NASSAU, BAHAMAS – Grand Bahama’s tourism sector rebound will have ‘little chance’ to gain speed without a functional airport and a reopened Grand Lucayan Resort, a well-known industry stakeholder has warned.
Magnus Alnebeck, general manager of the Pelican Bay Resort, said: “There is no overnight tourism in Grand Bahama except for our once a week Sunwing charter from Canada, that is providing well for Viva Fortuna, and has enabled them to stay open.
“We also have cruise ship passengers for day visits. Pelican Bay is doing ok with our usual corporate/business and commercial segment.”
He continued: “We need a functional airport, repositioned/reopened Grand Lucayan, potable water, and a functioning hospital. Without that, the rebuild of tourism will have little chance to gain speed. Functional streetlights and a serious clean up would also help tremendously.”
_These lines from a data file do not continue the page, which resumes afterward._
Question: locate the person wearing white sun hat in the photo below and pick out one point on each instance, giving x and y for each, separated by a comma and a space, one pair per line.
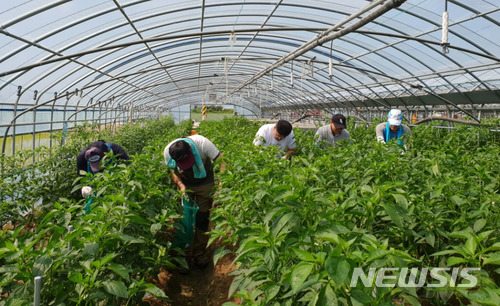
393, 129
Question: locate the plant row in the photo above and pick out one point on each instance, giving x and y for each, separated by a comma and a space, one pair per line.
301, 227
109, 255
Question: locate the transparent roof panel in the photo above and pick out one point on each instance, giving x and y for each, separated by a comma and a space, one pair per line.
151, 52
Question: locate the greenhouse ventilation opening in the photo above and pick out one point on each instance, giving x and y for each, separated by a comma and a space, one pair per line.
130, 70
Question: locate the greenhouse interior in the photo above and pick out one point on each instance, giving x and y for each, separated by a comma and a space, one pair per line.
220, 152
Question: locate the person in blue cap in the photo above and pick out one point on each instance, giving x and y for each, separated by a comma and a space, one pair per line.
90, 159
393, 129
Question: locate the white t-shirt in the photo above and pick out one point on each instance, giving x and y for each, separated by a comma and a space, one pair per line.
205, 147
324, 134
265, 137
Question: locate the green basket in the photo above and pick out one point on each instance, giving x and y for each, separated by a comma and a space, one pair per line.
185, 231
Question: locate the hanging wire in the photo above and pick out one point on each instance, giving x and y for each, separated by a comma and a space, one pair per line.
330, 62
232, 39
444, 40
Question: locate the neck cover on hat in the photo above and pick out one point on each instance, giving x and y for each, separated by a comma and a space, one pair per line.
398, 134
198, 167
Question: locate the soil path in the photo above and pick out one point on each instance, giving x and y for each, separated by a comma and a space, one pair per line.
198, 287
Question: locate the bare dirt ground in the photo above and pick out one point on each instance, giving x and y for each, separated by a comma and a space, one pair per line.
199, 287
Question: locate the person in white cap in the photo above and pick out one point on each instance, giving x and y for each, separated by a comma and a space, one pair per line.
332, 133
278, 135
393, 129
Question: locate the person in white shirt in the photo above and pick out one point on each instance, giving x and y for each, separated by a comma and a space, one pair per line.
279, 134
190, 160
330, 134
393, 129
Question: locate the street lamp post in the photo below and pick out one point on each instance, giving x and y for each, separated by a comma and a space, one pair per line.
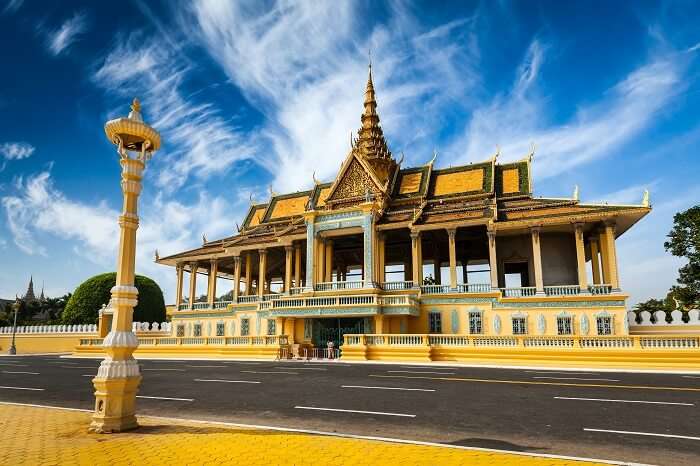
119, 376
13, 348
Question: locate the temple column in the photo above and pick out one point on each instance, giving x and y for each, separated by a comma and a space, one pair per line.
211, 284
248, 273
610, 256
417, 256
288, 251
261, 272
236, 277
595, 261
178, 287
193, 284
581, 258
451, 234
379, 324
493, 261
328, 269
321, 272
381, 272
297, 265
537, 259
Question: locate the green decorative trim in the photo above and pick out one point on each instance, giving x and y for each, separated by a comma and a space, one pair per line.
323, 312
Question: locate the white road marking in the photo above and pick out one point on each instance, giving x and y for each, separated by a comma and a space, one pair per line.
624, 401
227, 381
648, 434
164, 398
577, 378
354, 411
390, 388
24, 388
339, 435
179, 370
305, 368
205, 366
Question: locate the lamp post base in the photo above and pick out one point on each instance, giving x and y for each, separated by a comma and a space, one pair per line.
115, 401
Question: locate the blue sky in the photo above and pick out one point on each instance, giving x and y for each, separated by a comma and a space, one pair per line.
249, 95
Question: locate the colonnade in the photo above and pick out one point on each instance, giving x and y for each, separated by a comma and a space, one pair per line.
601, 243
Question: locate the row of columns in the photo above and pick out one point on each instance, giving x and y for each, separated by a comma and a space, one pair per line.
602, 247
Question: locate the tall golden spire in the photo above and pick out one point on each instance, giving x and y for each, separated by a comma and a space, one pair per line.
371, 145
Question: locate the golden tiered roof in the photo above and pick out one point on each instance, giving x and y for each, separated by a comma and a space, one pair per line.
485, 193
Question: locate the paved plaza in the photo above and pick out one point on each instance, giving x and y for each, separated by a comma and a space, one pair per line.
617, 416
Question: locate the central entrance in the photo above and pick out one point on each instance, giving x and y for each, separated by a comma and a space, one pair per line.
334, 328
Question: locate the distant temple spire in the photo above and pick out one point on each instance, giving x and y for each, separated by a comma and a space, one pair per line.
29, 295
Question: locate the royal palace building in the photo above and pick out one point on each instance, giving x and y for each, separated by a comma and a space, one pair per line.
384, 249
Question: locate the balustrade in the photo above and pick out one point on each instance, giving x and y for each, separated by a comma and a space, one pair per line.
562, 290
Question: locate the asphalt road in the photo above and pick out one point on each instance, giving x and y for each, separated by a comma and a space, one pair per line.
646, 418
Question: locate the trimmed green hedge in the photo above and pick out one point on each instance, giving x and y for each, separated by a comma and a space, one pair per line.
87, 299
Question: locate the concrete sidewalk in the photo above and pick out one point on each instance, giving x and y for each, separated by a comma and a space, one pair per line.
53, 436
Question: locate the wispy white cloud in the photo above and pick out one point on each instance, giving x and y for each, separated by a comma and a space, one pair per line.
38, 208
520, 117
198, 141
311, 91
12, 6
60, 39
16, 150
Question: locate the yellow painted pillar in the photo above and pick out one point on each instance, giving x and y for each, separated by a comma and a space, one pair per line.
604, 260
261, 271
537, 259
451, 234
178, 288
609, 233
321, 274
248, 273
193, 283
236, 277
297, 265
595, 262
581, 258
328, 269
288, 256
493, 260
417, 270
211, 285
118, 376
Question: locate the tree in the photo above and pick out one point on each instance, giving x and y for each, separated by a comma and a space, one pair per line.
87, 299
684, 241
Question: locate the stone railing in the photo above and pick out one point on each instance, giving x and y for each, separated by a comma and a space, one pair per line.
519, 292
660, 319
86, 328
393, 286
562, 290
267, 340
435, 289
334, 286
544, 342
474, 288
600, 289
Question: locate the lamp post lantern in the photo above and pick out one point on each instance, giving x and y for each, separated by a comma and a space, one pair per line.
118, 377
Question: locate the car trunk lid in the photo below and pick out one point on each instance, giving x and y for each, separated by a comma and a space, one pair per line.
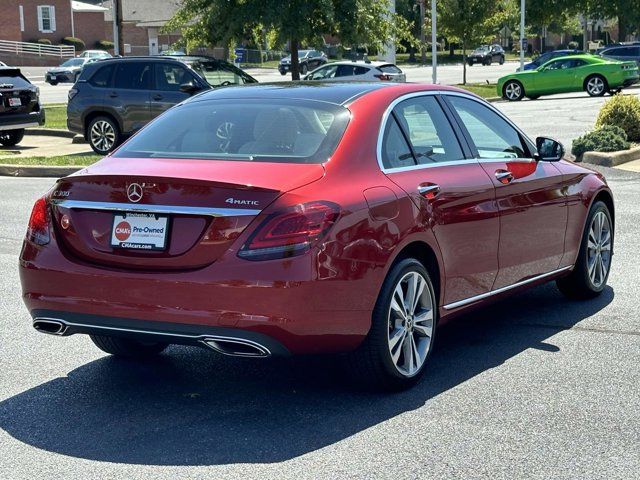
194, 210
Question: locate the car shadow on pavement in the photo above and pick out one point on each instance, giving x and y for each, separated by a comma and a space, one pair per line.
192, 407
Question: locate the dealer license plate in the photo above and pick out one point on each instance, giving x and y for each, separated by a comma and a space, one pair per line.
140, 231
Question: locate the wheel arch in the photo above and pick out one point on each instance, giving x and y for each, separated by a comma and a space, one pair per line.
98, 113
427, 255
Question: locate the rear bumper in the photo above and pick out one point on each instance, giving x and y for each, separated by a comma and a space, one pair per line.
284, 303
174, 333
13, 121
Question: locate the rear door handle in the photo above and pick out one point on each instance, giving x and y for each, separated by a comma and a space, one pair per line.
504, 176
429, 190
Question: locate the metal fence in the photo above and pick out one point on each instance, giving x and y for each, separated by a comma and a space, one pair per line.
37, 49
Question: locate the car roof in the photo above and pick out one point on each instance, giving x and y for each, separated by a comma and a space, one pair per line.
338, 93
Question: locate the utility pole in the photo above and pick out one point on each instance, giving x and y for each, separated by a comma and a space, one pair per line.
434, 44
423, 47
118, 21
116, 44
522, 39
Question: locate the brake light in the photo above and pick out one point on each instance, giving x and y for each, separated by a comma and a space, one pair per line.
290, 232
38, 229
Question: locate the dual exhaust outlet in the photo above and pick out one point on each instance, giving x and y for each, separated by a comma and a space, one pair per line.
235, 347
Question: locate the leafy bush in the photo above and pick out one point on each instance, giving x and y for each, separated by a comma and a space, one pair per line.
74, 42
622, 111
105, 45
607, 138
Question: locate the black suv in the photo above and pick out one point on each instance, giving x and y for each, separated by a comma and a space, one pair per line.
486, 55
309, 60
19, 106
115, 97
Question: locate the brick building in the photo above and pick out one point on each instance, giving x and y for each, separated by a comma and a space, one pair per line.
142, 21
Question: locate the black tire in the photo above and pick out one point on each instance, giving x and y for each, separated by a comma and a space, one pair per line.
592, 91
579, 285
372, 365
10, 138
125, 347
513, 97
112, 139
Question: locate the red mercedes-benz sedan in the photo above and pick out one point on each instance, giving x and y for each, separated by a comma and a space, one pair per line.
296, 219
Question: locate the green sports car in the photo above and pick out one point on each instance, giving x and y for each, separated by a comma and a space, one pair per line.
574, 73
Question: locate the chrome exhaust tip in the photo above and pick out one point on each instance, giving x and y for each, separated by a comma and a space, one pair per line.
236, 347
50, 326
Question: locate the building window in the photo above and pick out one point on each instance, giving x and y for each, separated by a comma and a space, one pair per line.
46, 18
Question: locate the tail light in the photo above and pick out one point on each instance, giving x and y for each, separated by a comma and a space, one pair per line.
290, 232
38, 229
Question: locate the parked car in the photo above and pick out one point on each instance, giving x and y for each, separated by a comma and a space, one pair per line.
69, 71
358, 71
95, 54
486, 54
547, 56
115, 97
290, 219
309, 60
575, 73
622, 53
20, 106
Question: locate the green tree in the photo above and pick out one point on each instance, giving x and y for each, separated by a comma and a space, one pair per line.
469, 21
356, 22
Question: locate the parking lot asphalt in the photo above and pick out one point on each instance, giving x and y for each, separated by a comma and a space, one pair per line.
536, 386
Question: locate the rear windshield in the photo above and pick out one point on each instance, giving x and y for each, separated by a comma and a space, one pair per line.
13, 81
287, 131
389, 69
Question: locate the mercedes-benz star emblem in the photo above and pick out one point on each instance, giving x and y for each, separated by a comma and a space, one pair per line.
134, 192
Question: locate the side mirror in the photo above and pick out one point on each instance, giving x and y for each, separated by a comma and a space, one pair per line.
189, 87
549, 150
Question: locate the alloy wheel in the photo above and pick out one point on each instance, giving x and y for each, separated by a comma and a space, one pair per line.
410, 323
513, 91
103, 135
599, 249
595, 86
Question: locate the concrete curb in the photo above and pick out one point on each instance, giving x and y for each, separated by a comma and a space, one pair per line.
49, 132
611, 159
8, 170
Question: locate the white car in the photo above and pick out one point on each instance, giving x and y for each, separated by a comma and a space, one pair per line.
360, 71
95, 54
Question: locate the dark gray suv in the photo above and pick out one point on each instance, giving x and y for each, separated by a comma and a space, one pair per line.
115, 97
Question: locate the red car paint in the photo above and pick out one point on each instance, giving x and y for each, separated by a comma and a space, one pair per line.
482, 234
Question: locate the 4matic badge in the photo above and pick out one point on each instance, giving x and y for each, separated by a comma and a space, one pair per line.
234, 201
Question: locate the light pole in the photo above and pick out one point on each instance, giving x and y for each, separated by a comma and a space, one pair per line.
522, 6
434, 45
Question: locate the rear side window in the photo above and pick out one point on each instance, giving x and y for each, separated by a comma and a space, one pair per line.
428, 130
133, 76
169, 77
284, 131
492, 135
389, 69
13, 81
102, 78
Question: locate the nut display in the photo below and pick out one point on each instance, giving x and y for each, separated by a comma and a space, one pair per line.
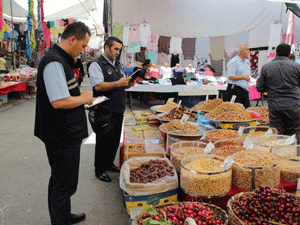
177, 113
216, 135
203, 176
182, 149
228, 147
276, 144
177, 125
254, 168
229, 112
151, 171
208, 105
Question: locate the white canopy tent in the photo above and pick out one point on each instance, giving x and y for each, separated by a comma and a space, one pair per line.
88, 11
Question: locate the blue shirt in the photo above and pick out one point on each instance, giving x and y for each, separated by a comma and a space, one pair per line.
236, 66
56, 81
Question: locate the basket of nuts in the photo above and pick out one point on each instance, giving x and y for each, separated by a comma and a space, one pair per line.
147, 175
182, 149
178, 212
254, 168
228, 146
203, 176
219, 134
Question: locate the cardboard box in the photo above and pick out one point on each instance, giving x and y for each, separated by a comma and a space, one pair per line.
136, 204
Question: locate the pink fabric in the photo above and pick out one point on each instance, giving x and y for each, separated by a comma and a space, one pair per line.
209, 73
253, 93
134, 34
290, 30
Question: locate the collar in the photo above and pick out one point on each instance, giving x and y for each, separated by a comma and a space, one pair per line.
69, 59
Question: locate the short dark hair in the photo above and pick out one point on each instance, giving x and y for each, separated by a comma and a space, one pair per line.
77, 29
283, 50
110, 41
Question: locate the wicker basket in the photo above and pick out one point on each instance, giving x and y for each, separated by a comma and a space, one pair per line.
218, 211
233, 219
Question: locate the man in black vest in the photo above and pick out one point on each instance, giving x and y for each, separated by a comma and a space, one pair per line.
108, 79
60, 120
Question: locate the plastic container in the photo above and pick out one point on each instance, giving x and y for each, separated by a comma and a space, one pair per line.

Tourism and Aviation Minister Dionisio D’Aguilar has previously accused airport operator Hutchison Whampoa of not demonstrating an effort to rebuild the Grand Bahama International Airport to its post-Dorian state.
D’Aguilar revealed that the government now in negotiations to purchase the facility.
The government has been negotiations with Holistica – a joint venture company formed by Royal Caribbean International and ITM Group – for several months on the sale of Grand Lucayan resort complex.
Royal Caribbean and ITM are also expected to develop the harbor in Freeport into a destination product centered around water-based adventure theme parks.
In 2016, Hurricane Matthew that caused parts of the Grand Lucayan to be shut down and the property to be subsequently taken over by the government in order to protect jobs and ensure the sale of the property.